Sunday, May 08, 2005

SuNdaY Sux!

Gilaaaaaaaaaaaa!!! Hari Sabtu dan Minggu, gak berasa liburnya.. Lembur terooosss.. emang susah punya boss yang workaholic.. kita karyawan kudu kerja juga.. gag kuad deh ..

Anyway, semalem I met up with a friend. He seems nice, but NOT my type :p Who told you that whoever I met should be my type? And, I met him again... You know, I read the novel "kok putusin gue?" again, and it looks exactly like me.

I felt the shiver. The memories keep turning back on.. just like backflash episodes. Dear God, if I can't have him back, tell me what to do.. Why does he keep rushing back in my thoughts? :(

I would really like to run away, shutting all the past behind me. But I realise I can't. I have to deal with it. I have to deal all my feelings, try to deny every shivering thoughts of him, try hard to handle all his kisses, all his touch... I felt numb. I don't know how to react, don't know how to get back on my own feet again. And again, every time I meet him, I had to handle all the toughts that keeps gobble me in..

If this will be the end of this journey, tell me what to do, God... I am still damn in love with him, and I don't know what to do...


memoir,
all those living nights beside you,
feeling your arms behind me,
snuggle up my face in your neck,
I still feel the warmth of your kiss..
If you dont belong to me again,
please just lie to me and tell me
that you still love me and sometimes longing for me..
Just like I love you and longing for your tenderness...

:(

Friday, May 06, 2005

RainY FridaY

Kenapa harus ada HARPITNAS??? Eh, tapi belum tentu Harpitnas juga sih.. soalnya kayanya Besok masuk Kantor.. *menyebalkan* sekali bukan?

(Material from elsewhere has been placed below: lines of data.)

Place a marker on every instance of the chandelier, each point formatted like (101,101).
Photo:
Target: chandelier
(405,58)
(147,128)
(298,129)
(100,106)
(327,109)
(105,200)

Yang lucu, tadi pagi gue iseng-iseng masukin profile ke salah satu site Indonesia. And believe it or not, dalam jangka waktu kurang dari 1 jam.. banyak banget yang ngajak kenalan! Ternyata oh Ternyata masih laku juga... :D

Kemarin gue BETE abis, I felt so disturbing.. why? Perhaps now I know that I can't hate a person that I once had fall in love with... I still feel so in love with him... And yet, I know that we can't be together again.. I felt such a nuisance..!!!